A treinadora ressalta que a conquista não pertence apenas às atletas que entraram no tablado. É resultado de uma estrutura inteira que trabalha diariamente para que a Seleção Brasileira possa competir em igualdade com as principais escolas da ginástica rítmica mundial.

"Essa medalha é fruto do trabalho de muitas mãos. Muitas mesmo. É das nossas ginastas, que são extremamente disciplinadas, comprometidas e que abrem mão de tantas coisas por esse sonho. Mas é também de toda uma equipe que trabalha nos bastidores: treinadores, coreógrafos, profissionais da preparação física, fisioterapia, medicina, psicologia, nutrição, gestão e de todas as pessoas que, de alguma maneira, fazem a ginástica rítmica brasileira acontecer.

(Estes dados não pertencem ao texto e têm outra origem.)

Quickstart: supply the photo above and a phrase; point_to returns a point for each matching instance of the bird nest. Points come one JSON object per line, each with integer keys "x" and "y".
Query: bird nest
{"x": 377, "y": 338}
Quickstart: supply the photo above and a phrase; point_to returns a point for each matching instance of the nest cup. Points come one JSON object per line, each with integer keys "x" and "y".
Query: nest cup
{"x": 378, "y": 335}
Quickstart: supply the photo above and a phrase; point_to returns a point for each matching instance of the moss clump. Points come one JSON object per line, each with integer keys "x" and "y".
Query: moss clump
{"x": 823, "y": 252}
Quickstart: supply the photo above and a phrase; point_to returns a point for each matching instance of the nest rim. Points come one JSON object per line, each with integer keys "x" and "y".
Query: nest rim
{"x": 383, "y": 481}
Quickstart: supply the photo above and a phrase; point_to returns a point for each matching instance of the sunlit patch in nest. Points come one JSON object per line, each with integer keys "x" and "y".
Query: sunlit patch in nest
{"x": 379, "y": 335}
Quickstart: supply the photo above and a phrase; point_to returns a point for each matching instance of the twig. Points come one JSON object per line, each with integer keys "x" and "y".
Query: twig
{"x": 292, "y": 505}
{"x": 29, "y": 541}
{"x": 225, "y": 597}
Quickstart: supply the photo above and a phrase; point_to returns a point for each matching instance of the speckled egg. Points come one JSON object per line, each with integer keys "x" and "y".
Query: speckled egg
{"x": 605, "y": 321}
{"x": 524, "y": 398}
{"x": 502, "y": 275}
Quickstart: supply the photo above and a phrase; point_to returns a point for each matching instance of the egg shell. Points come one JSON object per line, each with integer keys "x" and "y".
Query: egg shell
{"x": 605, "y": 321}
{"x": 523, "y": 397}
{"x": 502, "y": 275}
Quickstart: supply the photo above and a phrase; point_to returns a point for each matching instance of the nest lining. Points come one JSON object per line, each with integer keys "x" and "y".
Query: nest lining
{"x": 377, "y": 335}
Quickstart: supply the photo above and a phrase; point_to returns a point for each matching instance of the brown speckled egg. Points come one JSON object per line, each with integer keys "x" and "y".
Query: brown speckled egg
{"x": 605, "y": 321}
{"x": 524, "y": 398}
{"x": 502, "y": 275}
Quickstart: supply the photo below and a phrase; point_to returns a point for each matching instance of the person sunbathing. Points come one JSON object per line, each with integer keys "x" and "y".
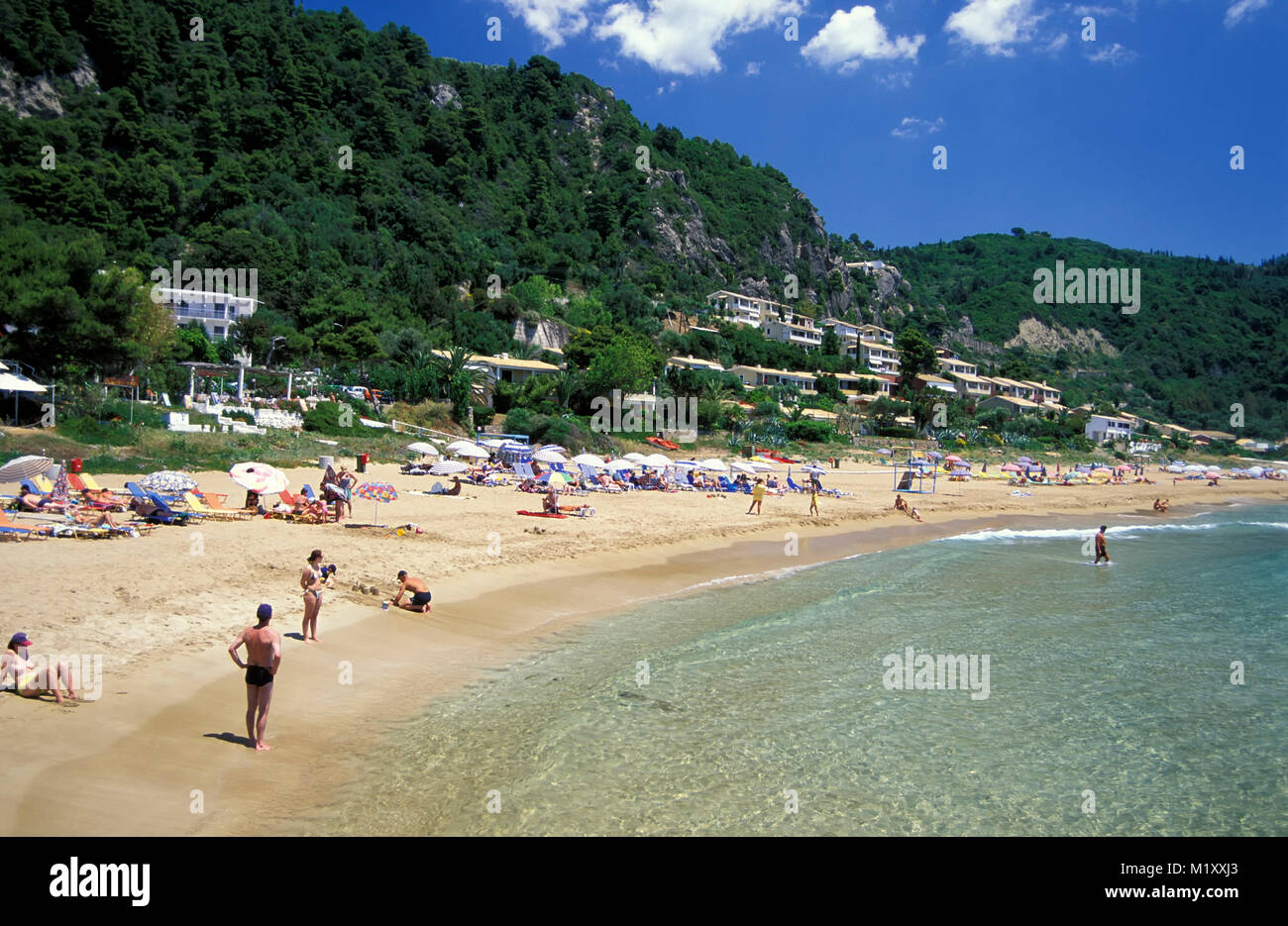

Ninguém chega ao topo do mundo sozinho"

Para Camila, o título mundial também simboliza uma mudança de patamar e de mentalidade da modalidade no Brasil.

"Nós aprendemos a acreditar que era possível. Primeiro sonhamos em estar entre as melhores. Depois, começamos a competir de igual para igual com elas. E hoje estamos no lugar mais alto. Não aconteceu de um dia para o outro. Foram anos de trabalho, erros, acertos, lágrimas, renúncias e muita persistência. Construímos uma equipe em que cada uma acredita umas nas outras e que entende que vestir a camisa do Brasil é muito maior do que qualquer conquista individual"

O ouro mundial coroa uma trajetória de crescimento que transformou o Brasil em protagonista internacional. Depois do vice-campeonato mundial no conjunto geral em 2025, do ouro inédito no geral da etapa de Milão da Copa do Mundo em 2026 e, agora, de duas medalhas no Mundial de Frankfurt — bronze no geral e ouro nas 5 bolas —, a Seleção Brasileira consolida sua presença entre as principais potências da ginástica rítmica mundial.

"Espero que, a partir de hoje, toda menina que esteja começando na ginástica rítmica em qualquer lugar do Brasil olhe para essa medalha e saiba que ela também pode sonhar grande. Durante muito tempo, chegar ao topo do mundo parecia algo muito distante para nós. Hoje não é mais. O Brasil é campeão mundial. E ninguém poderá tirar isso da história", completa Camila.

De 26ª colocada no mundo ao lugar mais alto do pódio mundial.

Uma trajetória marcada por trabalho, persistência e pela certeza de que o Brasil definitivamente conquistou seu espaço entre os gigantes da ginástica rítmica mundial.